As I approached, it was obvious that someone was inside, as I could hear a radio playing and saw a few shadows behind the opaque window glass on the front door.  I knocked and the first strange encounter in Clyde Forks happened.

As soon as my first rap echoed through the house the shadows stopped moving.  The radio still played, a soft blues melody carrying through the humid air, but other than that there was nothing.  I stepped back and attempted to look into one of the windows; however, they were covered by thick, dirty white drapes.  I knocked again and this time the radio stopped playing and the silence of the area sprang back at me.  It was indeed an eerie kind of quiet.  I waited several minutes, wondering why no one was coming to the door.  I suppose you could attribute it to the remote nature of the place.  People in those kind of areas probably do not get many visitors, and when they do I expect they know they are coming before they arrive.  They probably like to just be left alone.  But if someone knocks on your door, and you know how obvious it is that you are home, well, you just answer it.  It is the polite thing to do.  Figuring that I needed to explain why I had intruded upon their seclusion, I knocked once again and called out.

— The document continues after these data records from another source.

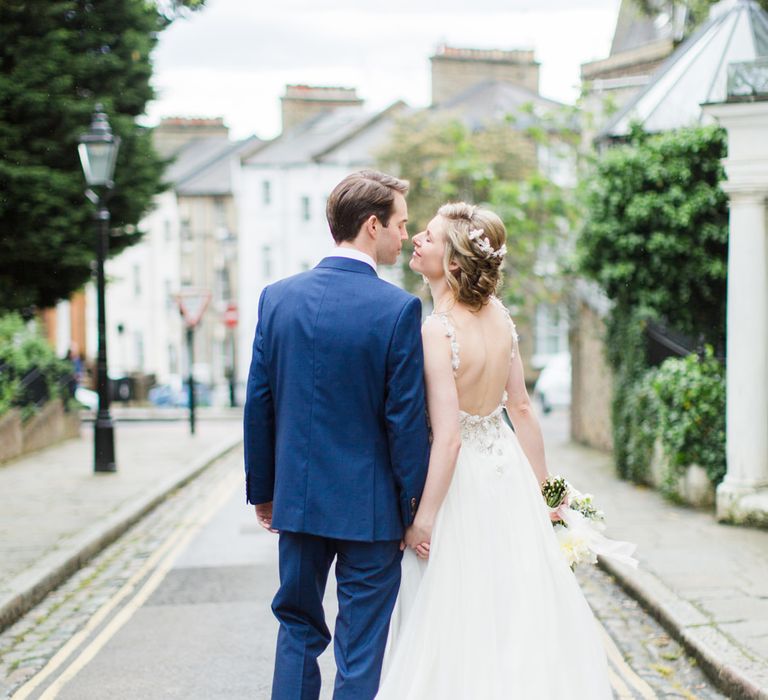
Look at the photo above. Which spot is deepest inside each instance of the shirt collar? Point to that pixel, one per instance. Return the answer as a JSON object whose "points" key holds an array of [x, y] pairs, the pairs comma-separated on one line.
{"points": [[354, 254]]}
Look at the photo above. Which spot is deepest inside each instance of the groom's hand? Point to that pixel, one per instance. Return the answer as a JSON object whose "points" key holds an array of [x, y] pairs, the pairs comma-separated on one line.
{"points": [[264, 515], [418, 536]]}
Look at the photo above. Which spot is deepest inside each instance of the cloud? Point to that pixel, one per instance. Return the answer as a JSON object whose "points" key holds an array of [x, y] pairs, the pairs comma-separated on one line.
{"points": [[233, 59]]}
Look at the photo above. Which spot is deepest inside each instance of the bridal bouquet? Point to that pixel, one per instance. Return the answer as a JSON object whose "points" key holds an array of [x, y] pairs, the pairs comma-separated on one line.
{"points": [[581, 525]]}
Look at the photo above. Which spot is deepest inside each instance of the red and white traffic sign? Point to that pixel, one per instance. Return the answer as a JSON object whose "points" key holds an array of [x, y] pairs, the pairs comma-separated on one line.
{"points": [[230, 315]]}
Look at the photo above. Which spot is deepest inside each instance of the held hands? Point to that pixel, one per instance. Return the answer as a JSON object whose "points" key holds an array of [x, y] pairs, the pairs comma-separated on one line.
{"points": [[418, 536], [264, 516]]}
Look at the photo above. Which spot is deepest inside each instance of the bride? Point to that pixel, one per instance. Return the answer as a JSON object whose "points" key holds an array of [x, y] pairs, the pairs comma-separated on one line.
{"points": [[488, 607]]}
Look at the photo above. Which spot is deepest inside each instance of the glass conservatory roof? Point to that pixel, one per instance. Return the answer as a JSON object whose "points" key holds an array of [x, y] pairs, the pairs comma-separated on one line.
{"points": [[697, 72]]}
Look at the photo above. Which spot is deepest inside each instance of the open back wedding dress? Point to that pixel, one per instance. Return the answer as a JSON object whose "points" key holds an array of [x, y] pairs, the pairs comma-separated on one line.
{"points": [[495, 613]]}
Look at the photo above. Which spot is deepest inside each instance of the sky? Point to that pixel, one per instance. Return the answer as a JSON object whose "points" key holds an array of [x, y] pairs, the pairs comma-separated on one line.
{"points": [[233, 58]]}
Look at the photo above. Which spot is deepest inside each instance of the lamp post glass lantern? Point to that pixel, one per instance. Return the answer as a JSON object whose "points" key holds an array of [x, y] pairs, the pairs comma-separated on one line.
{"points": [[98, 153]]}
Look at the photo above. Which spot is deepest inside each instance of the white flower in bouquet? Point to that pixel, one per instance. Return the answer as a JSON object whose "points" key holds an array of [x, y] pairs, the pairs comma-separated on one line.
{"points": [[579, 529], [574, 547]]}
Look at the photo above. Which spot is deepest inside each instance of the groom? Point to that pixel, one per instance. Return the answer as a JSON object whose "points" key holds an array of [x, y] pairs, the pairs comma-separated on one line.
{"points": [[336, 441]]}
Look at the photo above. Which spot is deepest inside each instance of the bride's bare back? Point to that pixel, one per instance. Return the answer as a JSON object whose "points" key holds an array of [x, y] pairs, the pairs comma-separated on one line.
{"points": [[481, 345]]}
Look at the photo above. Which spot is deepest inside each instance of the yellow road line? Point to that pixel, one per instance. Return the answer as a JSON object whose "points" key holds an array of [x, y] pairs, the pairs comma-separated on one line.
{"points": [[170, 549], [616, 658], [622, 691]]}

“Sorry to bother you, but I just need some quick directions and I’ll be on my way.”

Again nothing happened.  Stepping back again to look toward the windows I almost jumped right out of my shoes.

Standing inside the window farthest away from me was a tall, angular man, grey-skinned and with a pinched face that had a long scar going over the right eyebrow.  He was dressed in a poorly tailored black suit and wore a battered grey derby with a red feather in the band.  The drapes, which still hung behind him shielding any view of the interior, made his dark clothing seem all the more stark. One of his hands rested on the window frame and the other was tucked inside his suit coat.  After I recovered my wits I gave him a half-hearted wave but was met with a stony look from his green eyes and nothing else.  As I stood there, with my heart still beating faster than usual in my chest, I felt that something other than the man himself was odd about this moment.  I soon figured out that this was little more than the window situation again, as I could see almost the entirety of the man in the window, all the way down his long legs to a point right above his feet.  Apparently those windows really did go all the way to the floor.  I glanced back at the man again and he remained as he had been, blinking only occasionally, expressionless and still.  His look reminded me of the way I imagine people stare at headstones of long departed love ones; somber and grieving but distant from their emotions, like it does not matter so much anymore.  I raised my hand to knock again but then thought better of it and walked off the porch, back toward the road.  As I did the radio clicked on in the house again, and that same blues melody followed me off the property.